The Bank of England has hiked interest rates to their highest level since 2009. 

Rates have risen to 1 per cent from 0.75%, the fourth consecutive increase since December.

The bank's nine-member Monetary Policy Committee (MPC) voted six to three for the rise. Those who voted against wanted an interest rate of 1.25%

And they’ve warned of a grim year ahead, with inflation peaking at 10%.

In its report, the MPC said the jump in energy prices, partly sparked by Russia's invasion of Ukraine will drive the growth in inflation.

They've also warned that the economy could shrink as the cost of living crisis leads to households cutting their spending.

The Herald:

"Global inflationary pressures have intensified sharply following Russia's invasion of Ukraine. This has led to a material deterioration in the outlook for world and UK GDP growth," the MPC said.

"UK GDP growth is expected to slow sharply over the first half of the forecast period. That predominantly reflects the significant adverse impact of the sharp rises in global energy and tradeable goods prices on most UK households' real incomes and many UK companies' profit margins."
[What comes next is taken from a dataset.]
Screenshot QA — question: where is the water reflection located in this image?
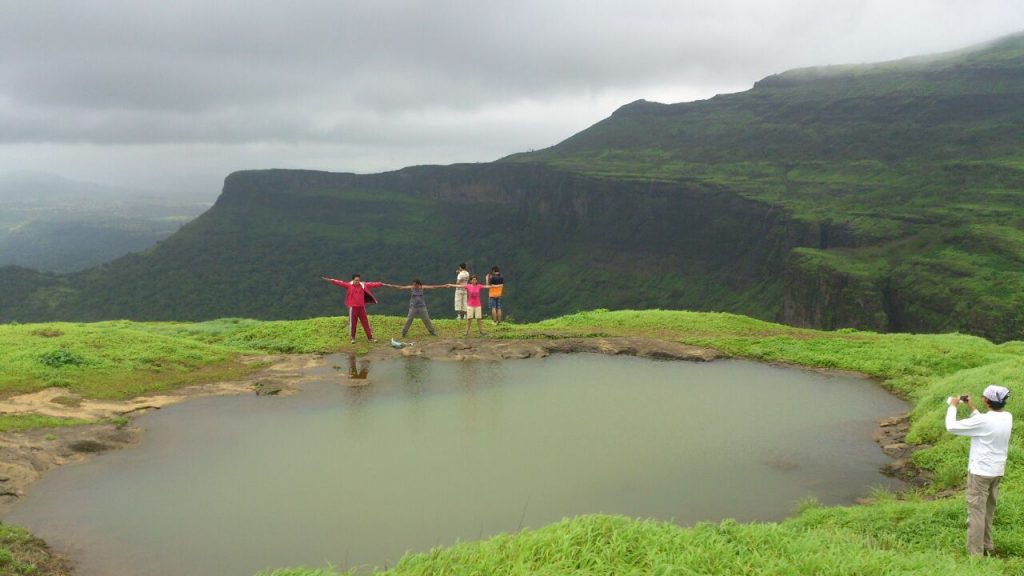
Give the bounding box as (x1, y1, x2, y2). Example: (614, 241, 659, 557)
(348, 354, 369, 380)
(401, 358, 429, 395)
The MPC said inflation was expected to rise further over the remainder of the year, "to just over 9% in 2022 Q2 and averaging slightly over 10% at its peak in 2022 Q4." 

“The majority of that further increase reflects higher household energy prices following the large rise in the Ofgem price cap in April and projected additional large increase in October.

“The price cap mechanism means that it takes some time for increases in wholesale gas and electricity prices, and their respective futures curves, to be reflected in retail energy prices.

“Given the operation of the price cap, consumer price inflation is likely to peak later in the United Kingdom than in many other economies, and may therefore fall back later.

“The expected rise in CPI inflation also reflects higher food, core goods and services prices.”